Gold tattoos to monitor live cells
Nanoscale tattoos that adhere and remotely monitor live cells in real time have been developed by engineers at John Hopkins University, USA.
They claim their innovation allows optical elements or electronics with tattoo-like arrays to stay attached but still flex and conform to a cell’s wet and fluid outer structure.
Professor David Gracias, who spearheaded the development, believes the tattoos are the first step towards attaching sensors and electronics to live cells. The structures are able to stick to soft cells for 16 hours, even as they move. Gracias suggests this would allow tracking of health at a much higher resolution.
The tattoos are built as arrays with gold, as it is known to prevent signal loss or distortion in electronic wiring.
The arrays are treated with molecular glues and transferred onto cells using an alginate hydrogel film – a gel-like laminate that is dissolvable after the gold adheres to the cell. Accordingly, the molecular glue on the array bonds to a film secreted by the cells called the extracellular matrix.
Gracias reports using a method called nanoimprint lithography, which he says is highly precise, scalable and cost-effective.
The team chose to attach the arrays to fibroblast cells because they are part of connective tissue and abundant in the human body.
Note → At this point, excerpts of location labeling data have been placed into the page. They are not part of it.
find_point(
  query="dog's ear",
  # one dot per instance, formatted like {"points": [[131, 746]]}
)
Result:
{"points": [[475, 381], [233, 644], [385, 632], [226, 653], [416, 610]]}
Gracias explains that the glue works through molecular interactions with chemical and electrostatic interactions (bonds), with one portion linking to gold dots and the other to the alginate transfer layer. 'Molecules are also used to bioconjugate the gold dots to gelatine and then transferred onto cells – the glue works on the timescales of individual bond formation.'
The alginate hydrogel film is dissolved by adding ethylenediaminetetraacetic acid, which 'favourably competes for the calcium ions in alginate, causing the alginate to disassociate'.
'We’ve shown we can attach complex nanopatterns to living cells, while ensuring that the cell doesn’t die,' notes Gracias.
Attaching the dots and wires in specific patterns is also crucial, reports the team, so as to track bioinformation.
'This is an array with specific spacing,' Gracias explains, 'not a haphazard bunch of dots'.
The research group posits that they could transfer other patterns such as radio frequency identification, antennae and complementary metal-oxide semiconductor circuitry onto live cells in the future. Gracias notes that several challenges need to be addressed to extend the adherence time of the nanodots, as the pattern may interfere with other cellular processes.